How can the universities best serve this pool of talent--and society?

Now is the time to look back at the history of graduate education in science and also to try to give the future a more coherent shape and meaning. I remind my students of what science has done for us: As a parent, I regard it as a great gift to raise children without fear of polio, for example. We have seen that plague eradicated. But we have also seen the power of science especially in the military with the atom bomb superceded by the hydrogen bomb and then the neutron bomb.

The great, egalitarian nature of science is that we teach it in our universities: Students register in my course, I teach them science. I don't ask you if you are a good and ethical person: You registered for the course and I teach you science. But too often teachers of powerful technology do not address ethical questions. When the course ends, the students go out to work. They may have studied ethics, but it's not required for a science degree.

What can be done that will not restrict pure scientific inquiry?

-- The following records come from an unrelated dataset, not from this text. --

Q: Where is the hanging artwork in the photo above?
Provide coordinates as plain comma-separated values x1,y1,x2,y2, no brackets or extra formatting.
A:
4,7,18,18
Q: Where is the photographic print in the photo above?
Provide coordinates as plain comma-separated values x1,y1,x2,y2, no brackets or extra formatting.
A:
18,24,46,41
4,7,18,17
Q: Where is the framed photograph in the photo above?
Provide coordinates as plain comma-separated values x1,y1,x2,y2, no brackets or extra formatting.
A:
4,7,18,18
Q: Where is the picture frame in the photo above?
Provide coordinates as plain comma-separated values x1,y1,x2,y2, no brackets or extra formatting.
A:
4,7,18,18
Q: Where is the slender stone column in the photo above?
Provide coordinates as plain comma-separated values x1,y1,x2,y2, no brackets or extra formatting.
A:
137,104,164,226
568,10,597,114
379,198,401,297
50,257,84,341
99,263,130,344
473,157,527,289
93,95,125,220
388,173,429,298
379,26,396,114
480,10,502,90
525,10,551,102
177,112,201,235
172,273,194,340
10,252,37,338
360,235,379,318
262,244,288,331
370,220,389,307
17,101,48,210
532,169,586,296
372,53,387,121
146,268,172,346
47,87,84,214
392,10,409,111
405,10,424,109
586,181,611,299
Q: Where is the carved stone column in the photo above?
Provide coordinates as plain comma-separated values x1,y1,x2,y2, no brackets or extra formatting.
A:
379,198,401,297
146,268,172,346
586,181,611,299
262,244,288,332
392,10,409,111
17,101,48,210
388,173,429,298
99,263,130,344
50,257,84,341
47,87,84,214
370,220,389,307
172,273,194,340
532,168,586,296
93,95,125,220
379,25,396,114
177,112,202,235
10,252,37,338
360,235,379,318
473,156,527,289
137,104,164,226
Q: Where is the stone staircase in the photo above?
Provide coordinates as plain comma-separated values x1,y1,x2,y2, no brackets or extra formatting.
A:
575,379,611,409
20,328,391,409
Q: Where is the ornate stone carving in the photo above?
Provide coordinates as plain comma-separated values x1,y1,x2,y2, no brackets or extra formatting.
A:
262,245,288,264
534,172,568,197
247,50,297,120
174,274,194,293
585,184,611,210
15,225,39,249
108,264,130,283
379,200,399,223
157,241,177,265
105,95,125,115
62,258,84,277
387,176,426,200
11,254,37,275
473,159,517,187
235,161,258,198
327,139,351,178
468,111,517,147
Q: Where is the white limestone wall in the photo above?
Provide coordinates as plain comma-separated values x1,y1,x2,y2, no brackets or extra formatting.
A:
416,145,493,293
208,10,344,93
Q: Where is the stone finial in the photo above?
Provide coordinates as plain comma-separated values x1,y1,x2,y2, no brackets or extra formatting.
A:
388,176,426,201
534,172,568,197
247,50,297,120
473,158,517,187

When I teach, I always inform the students that science is very powerful knowledge, and its use is their responsibility. Anyone who's earning a Ph.D. in science is an incredibly talented person, someone in the top 1 percent of brains in the nation of a certain kind.

I wish that every course and every book could be stamped with a caution: "Very powerful knowledge inside. Caution must be exerted." More practically, I think that 10 percent of every science course should be devoted to the ethics of doing science. I'm not concerned about what the professor's specific politics are: If every teacher would explain why they do science, and require the students to devote some thought to the consequences, that would be enough.

What's the next step?

In March of 1999, in Atlanta, we're celebrating the 100th anniversary of the American Physical Society. It will be the world's largest meeting of physicists ever, with about 10,000 physicists, including more than fifty Nobel laureates, in attendance.

I'm in charge of the gala, a physics festival, and of a huge wall of panels displaying the history of 20th-century physics. We decided to end that panorama in the most fantastic way: With the future, the graduates in the 90s, young people who are Westinghouse Science Talent Search finalists or Physics Olympiad medal winners. It's their job to be the Nobel Prize winners and do the science of the future and answer the big questions: How did time begin, how did life begin, where does mass come from? The big questions. I can hardly wait to see where they will take us.